Les gens..., Agnès Martin-Lugand

Les gens heureux lisent et boivent du café, Agnès Martin-Lugand

Pour commencer, je doit avouer et me rendre à l’évidence qu’il me faut absolument cesser de lire les avis lecteurs avant de me pencher et d’entamer une lecture. Certains avis, les négatifs, sont fortement injustes. Pas nécessairement envers l’auteur, et dans le cas présent sur les dénigrements prononcés envers l'histoire qui pour certains ne tient pas la route ! Vous l'aurez compris, je ne suis pas d'accord. Plus un ouvrage est dénigré, plus j'ai envie de le lire ! Esprit de contradiction ? Peut-être !

Elle s’appelle Diane... ils s'appelaient Colin et Clara

Quant au détour de la vie tout bascule, on peut être tenté de tout quitter pour chercher à se retrouver, ou du moins pour retrouver des repères. Sauf qu’il n’est pas aisé de retrouver ceux qui ce sont effacés, quoi que l’on fasse, il ne sont plus là.
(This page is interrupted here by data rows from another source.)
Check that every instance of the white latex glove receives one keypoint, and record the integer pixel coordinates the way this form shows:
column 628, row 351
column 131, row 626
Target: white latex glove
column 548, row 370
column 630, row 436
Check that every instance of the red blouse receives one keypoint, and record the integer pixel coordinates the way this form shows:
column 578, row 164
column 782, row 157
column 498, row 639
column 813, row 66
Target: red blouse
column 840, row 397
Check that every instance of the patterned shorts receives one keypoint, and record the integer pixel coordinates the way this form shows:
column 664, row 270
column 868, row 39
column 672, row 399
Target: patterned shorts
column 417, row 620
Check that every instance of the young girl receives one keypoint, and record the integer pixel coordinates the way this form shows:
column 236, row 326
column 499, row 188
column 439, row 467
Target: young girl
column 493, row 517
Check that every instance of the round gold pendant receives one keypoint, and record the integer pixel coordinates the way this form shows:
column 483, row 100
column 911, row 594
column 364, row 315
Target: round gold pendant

Face à l’hécatombe, chacun réagit à sa manière, les uns sont anéantis sans plus aucune force, d’autres seront plutôt dans la bataille pour vaincre le « mal » qui les ont transpercés, d’autres encore pleureront toutes les larmes de leur corps jusqu’à ce que l’œil asséché n’en a plus à verser. 

Ici, Diane après avoir végété et s’être cloisonnée dans la noirceur que lui procure le drame s’écarte de tout : « La pénombre était ma meilleure amie ». Pour surmonter ce qui met à plat sa vie autant que sa personne, elle décide de s’exiler loin, très loin, quoi de mieux qu’une île. Pour ce faire, elle opte pour petit patelin en Irlande. Son meilleur ami, Félix, ne croit pas un instant qu’elle en est capable et est persuadé que ce n’est pas la bonne méthode pour revivre, surtout lorsqu’on a tout perdu : « je ne te donne pas deux jours. Tu vas revenir toute penaude et tu me supplieras de t’emmener au soleil ». Il n’en sera rien !

Comme elle est incapable de choisir où aller, où trouver un point de chute, elle décide de s’en remettre au hasard, les yeux fermés elle pointe la carte devant elle : « Le hasard avait choisi le plus petit village possible, l’écriture était à peine lisible sur la carte. « Mulranny ».

Pour ceux qui ne connaissent pas, je vous épargne une recherche. Mulranny est une ville du comté de Mayo en Irlande. La plage de Mulranny se compose d'une étendue de sable de bonne taille soutenue par des galets et des rochers (source Nature Photographie).

Ce que j’en pense...

Dans les premières pages, j’ai eu un peu de mal à me lover dans l’histoire. Le drame traversé par Diane était trop prenant pour moi. Après plusieurs années en possession de l’ouvrage, il m’a fallu attendre ma troisième tentative pour enfin parvenir à le lire dans son entier. À partir de là, je l’ai lu d’une traite sans aucun arrêt ou coupure longue.

Je le dis souvent, les lectures trouvent écho ou non suivant notre état d’esprit. Quand un livre ne passe pas, ce n’est pas nécessairement qu’il n’est pas bon, souvent c’est dû à notre état d’esprit qui n’est pas en adéquation avec le sujet/l’histoire pour moult raisons. La preuve, j’étais réticente avec celui-ci, et finalement je suis ravie de l’avoir lu, mais surtout de l’avoir apprécié.

L’histoire, les personnages, l’environnement, tout est attachant. Les émotions sont au rendez-vous aussi bien la tristesse que la tendresse, l’amitié et l’amour, les colères et les sentiments, la complicité et parfois l’hostilité. Mon seul bémol (qui n’en est pas vraiment un) est que j’espérais une autre fin quelque peu différente. Mais, n’est-ce pas ce qu’il y a dans le suivant une continuité avec « La vie est facile, ne t'inquiète pas » d’après ce que j’ai compris. Et ça tombe bien, j’ai aussi ce titre dans ma PAL.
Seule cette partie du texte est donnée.